Well, we didn’t actually have a drink drink, but both of us needed a restorative coffee. For a while Cara didn’t say anything at all. I was the first one to speak. “I – I’m not a person who likes to admit to being wrong,” I said. “But this time I’m happy to make an exception. Super-heroes most definitely do exist! And we’ve had the privilege to meet one of them!”

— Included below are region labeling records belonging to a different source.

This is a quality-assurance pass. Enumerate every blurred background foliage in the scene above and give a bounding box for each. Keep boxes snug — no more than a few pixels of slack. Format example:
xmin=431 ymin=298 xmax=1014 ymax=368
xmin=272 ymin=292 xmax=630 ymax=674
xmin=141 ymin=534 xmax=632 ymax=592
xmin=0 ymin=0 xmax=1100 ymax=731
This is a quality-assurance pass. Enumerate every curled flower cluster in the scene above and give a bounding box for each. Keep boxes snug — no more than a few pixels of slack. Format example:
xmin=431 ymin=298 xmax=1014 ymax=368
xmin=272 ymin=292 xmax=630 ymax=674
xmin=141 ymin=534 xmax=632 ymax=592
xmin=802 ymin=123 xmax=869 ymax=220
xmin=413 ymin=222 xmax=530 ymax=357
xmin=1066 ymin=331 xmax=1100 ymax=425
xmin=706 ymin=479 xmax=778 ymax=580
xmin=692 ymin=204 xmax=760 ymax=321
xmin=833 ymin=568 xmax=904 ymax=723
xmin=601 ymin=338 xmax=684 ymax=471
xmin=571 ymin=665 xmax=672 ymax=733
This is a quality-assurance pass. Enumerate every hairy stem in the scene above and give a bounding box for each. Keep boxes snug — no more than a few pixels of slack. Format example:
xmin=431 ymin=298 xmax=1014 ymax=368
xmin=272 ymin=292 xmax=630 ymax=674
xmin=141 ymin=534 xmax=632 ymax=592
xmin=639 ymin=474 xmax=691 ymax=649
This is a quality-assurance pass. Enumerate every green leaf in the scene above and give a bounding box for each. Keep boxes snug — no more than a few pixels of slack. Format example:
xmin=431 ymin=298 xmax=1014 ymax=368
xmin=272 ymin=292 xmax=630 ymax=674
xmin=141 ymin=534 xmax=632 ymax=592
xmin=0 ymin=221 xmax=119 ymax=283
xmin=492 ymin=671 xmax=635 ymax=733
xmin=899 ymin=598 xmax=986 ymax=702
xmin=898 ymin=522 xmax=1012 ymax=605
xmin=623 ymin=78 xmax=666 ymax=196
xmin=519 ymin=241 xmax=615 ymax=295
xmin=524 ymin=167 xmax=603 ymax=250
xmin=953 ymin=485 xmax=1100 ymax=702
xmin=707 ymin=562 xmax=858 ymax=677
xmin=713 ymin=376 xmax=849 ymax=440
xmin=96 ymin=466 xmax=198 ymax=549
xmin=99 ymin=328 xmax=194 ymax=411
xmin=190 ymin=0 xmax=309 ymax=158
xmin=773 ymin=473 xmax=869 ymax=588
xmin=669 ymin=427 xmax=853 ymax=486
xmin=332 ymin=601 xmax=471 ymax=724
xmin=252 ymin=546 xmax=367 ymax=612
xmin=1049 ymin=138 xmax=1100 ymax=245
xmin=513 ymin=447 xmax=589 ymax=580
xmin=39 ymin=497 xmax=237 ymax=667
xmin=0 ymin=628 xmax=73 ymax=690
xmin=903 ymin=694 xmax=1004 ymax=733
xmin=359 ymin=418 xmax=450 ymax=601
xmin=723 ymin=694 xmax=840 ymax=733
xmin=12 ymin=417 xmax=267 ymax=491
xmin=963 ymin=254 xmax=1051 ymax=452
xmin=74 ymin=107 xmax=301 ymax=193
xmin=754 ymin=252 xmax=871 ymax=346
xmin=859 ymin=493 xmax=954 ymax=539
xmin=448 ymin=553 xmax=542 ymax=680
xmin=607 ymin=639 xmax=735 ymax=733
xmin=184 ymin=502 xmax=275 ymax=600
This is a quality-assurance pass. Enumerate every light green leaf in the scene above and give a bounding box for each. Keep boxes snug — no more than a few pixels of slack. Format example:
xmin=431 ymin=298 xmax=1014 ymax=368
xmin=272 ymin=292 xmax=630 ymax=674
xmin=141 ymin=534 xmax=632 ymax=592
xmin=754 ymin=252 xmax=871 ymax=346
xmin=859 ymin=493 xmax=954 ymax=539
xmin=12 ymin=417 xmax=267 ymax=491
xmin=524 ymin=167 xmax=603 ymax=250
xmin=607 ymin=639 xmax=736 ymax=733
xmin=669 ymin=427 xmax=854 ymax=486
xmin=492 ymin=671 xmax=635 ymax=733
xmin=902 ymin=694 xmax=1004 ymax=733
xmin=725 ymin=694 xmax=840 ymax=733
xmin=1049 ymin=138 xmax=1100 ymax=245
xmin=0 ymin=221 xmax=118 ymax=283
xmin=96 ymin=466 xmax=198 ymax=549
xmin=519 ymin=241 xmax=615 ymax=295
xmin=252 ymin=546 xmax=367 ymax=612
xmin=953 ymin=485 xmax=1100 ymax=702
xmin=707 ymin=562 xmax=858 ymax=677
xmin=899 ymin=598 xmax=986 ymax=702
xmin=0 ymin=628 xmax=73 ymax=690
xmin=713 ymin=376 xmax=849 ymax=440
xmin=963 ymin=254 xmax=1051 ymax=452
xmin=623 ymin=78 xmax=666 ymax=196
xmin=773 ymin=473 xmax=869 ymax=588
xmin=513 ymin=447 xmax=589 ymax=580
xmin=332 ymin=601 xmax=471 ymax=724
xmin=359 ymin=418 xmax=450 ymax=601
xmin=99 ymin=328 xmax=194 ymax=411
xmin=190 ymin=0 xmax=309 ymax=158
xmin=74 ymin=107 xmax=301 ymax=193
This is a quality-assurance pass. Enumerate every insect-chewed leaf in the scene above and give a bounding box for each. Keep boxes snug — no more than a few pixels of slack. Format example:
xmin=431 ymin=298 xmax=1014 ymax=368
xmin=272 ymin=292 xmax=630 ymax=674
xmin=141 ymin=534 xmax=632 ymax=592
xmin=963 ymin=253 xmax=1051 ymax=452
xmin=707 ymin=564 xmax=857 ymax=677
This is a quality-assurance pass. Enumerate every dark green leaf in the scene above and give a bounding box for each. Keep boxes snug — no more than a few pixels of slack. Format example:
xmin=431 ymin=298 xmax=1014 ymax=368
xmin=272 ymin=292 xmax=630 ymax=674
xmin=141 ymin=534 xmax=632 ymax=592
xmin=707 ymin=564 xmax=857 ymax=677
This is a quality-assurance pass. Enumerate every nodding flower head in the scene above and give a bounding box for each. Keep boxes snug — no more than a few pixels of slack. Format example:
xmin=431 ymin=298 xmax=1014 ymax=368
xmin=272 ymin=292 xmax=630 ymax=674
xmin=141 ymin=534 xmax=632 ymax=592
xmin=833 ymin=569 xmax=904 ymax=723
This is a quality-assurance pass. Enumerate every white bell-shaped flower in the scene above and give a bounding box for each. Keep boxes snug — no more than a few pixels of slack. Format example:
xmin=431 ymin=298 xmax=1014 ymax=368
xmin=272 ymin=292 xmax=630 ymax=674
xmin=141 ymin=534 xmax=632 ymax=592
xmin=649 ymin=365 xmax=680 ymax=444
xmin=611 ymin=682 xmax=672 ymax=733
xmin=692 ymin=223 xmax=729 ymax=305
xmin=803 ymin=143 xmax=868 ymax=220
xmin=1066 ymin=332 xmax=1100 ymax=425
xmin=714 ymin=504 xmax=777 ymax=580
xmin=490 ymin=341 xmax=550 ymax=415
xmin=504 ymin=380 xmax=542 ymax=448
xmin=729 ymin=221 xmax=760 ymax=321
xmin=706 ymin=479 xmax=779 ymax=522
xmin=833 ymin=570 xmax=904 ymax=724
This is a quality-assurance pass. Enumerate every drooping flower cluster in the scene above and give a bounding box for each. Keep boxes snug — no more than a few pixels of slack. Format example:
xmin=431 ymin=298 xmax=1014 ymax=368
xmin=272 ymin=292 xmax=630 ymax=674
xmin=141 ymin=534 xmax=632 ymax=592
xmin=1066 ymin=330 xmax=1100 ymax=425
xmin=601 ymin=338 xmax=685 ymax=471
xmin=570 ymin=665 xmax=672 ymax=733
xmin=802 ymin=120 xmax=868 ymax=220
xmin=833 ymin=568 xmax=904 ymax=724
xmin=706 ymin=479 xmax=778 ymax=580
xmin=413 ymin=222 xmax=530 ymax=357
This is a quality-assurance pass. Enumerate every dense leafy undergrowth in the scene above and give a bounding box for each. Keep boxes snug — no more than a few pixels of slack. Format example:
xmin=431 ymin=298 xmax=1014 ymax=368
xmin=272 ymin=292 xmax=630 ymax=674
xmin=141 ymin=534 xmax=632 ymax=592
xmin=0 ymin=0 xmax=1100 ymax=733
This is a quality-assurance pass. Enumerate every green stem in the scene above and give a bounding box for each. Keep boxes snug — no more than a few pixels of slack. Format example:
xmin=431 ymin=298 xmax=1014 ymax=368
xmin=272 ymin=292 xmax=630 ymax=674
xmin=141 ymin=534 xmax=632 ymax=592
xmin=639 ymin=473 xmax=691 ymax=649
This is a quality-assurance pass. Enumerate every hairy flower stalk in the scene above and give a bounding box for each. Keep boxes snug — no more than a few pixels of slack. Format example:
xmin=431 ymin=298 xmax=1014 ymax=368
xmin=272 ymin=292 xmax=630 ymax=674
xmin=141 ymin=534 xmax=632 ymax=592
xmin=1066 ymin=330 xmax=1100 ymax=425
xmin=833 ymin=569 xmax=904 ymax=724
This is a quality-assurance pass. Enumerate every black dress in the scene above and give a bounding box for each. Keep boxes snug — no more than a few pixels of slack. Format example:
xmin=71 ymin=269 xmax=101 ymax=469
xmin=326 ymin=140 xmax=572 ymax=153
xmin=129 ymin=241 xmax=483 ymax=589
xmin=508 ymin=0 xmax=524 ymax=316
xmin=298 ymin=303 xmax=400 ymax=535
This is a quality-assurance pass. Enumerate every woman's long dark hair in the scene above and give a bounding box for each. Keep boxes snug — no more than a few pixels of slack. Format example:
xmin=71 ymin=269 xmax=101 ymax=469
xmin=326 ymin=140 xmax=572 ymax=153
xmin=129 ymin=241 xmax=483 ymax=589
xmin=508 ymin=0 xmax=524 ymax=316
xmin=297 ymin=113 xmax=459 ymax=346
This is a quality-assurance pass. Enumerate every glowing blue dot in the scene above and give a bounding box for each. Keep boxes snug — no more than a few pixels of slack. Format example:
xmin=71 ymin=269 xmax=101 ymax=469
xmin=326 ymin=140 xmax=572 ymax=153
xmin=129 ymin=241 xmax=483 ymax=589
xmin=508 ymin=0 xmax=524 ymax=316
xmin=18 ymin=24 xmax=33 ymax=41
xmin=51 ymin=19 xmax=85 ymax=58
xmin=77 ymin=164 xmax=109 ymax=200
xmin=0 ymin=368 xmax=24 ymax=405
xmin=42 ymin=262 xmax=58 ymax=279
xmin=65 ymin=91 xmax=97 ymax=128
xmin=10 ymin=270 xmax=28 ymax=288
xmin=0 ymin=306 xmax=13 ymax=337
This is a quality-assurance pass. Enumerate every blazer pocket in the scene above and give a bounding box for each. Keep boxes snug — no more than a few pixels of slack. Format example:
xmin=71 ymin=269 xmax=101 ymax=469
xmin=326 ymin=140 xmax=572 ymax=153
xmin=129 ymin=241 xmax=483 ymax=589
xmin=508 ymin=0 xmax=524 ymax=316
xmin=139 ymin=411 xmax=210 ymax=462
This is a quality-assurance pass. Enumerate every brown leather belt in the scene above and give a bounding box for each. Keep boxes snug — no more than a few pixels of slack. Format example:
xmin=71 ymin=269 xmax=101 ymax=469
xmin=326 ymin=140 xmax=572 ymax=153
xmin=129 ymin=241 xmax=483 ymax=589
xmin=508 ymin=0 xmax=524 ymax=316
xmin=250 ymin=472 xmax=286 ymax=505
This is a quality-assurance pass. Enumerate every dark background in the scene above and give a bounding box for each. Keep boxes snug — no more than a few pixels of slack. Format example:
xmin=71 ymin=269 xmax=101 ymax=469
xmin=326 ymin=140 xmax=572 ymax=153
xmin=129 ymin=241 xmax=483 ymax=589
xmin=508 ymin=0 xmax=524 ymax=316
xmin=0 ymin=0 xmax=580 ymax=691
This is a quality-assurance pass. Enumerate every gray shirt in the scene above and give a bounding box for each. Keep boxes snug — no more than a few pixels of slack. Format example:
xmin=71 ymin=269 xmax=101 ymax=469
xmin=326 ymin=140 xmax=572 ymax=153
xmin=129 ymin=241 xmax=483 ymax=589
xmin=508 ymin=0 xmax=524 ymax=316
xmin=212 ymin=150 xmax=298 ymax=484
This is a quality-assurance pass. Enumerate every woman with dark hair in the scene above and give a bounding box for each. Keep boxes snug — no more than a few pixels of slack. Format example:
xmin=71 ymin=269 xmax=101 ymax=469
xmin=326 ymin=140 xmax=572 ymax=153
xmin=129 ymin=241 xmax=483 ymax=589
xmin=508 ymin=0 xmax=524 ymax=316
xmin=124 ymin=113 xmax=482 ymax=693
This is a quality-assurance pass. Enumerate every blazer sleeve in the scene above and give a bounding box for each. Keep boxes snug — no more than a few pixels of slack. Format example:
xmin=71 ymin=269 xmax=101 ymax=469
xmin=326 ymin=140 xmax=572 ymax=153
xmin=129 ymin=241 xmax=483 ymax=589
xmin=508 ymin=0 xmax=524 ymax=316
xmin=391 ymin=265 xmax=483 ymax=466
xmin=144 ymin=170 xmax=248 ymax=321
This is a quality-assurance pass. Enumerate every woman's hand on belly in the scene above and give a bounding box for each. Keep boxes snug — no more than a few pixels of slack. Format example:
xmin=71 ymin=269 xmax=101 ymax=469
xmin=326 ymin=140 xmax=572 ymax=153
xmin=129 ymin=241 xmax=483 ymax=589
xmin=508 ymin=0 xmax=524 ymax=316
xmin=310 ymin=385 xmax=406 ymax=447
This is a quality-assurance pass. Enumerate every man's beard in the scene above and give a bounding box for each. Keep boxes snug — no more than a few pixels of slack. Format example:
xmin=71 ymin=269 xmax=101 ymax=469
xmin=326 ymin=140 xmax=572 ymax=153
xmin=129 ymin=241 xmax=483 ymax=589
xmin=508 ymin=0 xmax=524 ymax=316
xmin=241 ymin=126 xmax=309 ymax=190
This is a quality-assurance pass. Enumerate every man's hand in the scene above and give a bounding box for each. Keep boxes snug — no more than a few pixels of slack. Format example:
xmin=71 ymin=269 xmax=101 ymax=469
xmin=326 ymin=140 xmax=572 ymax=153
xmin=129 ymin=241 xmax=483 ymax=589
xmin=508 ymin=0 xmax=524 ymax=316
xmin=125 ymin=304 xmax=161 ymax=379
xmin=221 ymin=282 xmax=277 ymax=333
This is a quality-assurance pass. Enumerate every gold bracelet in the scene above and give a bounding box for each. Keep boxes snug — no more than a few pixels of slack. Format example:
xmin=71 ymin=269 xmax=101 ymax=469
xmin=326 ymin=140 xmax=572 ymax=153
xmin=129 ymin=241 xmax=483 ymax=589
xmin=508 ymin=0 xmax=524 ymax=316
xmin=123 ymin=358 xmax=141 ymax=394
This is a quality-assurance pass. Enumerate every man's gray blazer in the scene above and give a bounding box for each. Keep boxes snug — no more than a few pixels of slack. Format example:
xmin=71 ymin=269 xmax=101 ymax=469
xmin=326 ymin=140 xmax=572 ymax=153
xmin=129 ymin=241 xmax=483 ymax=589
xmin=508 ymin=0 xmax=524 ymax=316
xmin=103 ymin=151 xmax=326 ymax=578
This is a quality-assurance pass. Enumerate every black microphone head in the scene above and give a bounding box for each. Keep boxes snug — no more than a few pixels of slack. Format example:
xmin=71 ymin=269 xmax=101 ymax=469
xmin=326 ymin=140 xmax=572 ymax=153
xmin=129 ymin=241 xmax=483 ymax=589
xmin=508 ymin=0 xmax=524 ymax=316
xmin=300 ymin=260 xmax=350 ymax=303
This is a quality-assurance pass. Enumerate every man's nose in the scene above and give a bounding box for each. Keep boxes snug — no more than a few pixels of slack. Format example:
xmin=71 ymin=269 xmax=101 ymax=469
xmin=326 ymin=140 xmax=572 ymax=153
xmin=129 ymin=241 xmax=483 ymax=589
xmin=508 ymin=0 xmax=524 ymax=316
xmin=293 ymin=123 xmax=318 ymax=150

Just to tie up a few loose ends; the comic ended up selling for £50,000! We – by which I mean anyone concerned with the St Barbara Hospice – were lucky, as there were two rival bidders. It was used to open a new play facility for the children at the hospice. The director, Dr Major, who was one of the few “in” on what was going on and who the benefactor was, wanted to call it the Horace Rathbone Room. But Horace was aghast at the idea. We knew he was a very private person, and though we thought his massive generosity should have been acknowledged, we respected his wishes. Luckily for him, the buyer was just as keen on preserving his privacy. Horace did, however, agree to it being called the Pelican Man Room. There were issues of copyright, but they were wonderful at Miracle Comics and said they were more than happy for us to use both the name and the image. A local artist, Cherie Sanderson, painted wonderful murals, keeping entirely to the spirit of the original comic. We had worried about it scaring the children a bit, but they absolutely loved it, and quite a few of them said that they were sure that Pelican Man swooped into the room, and ate up their troubles, their worries about themselves and their loved ones, in his big powerful, benign beak. Of course, nobody contradicted them.
I knew several of the nurses there, and a while back, one of them, Susanna, mentioned almost in passing that, in the woodlands surrounding the Hospice, she had knelt down to pick up a couple of particularly impressive conkers, and lying in the leaf-carpet, self-effacing and half-hidden by the colours of autumn as they turned brittle, was a little leather patch.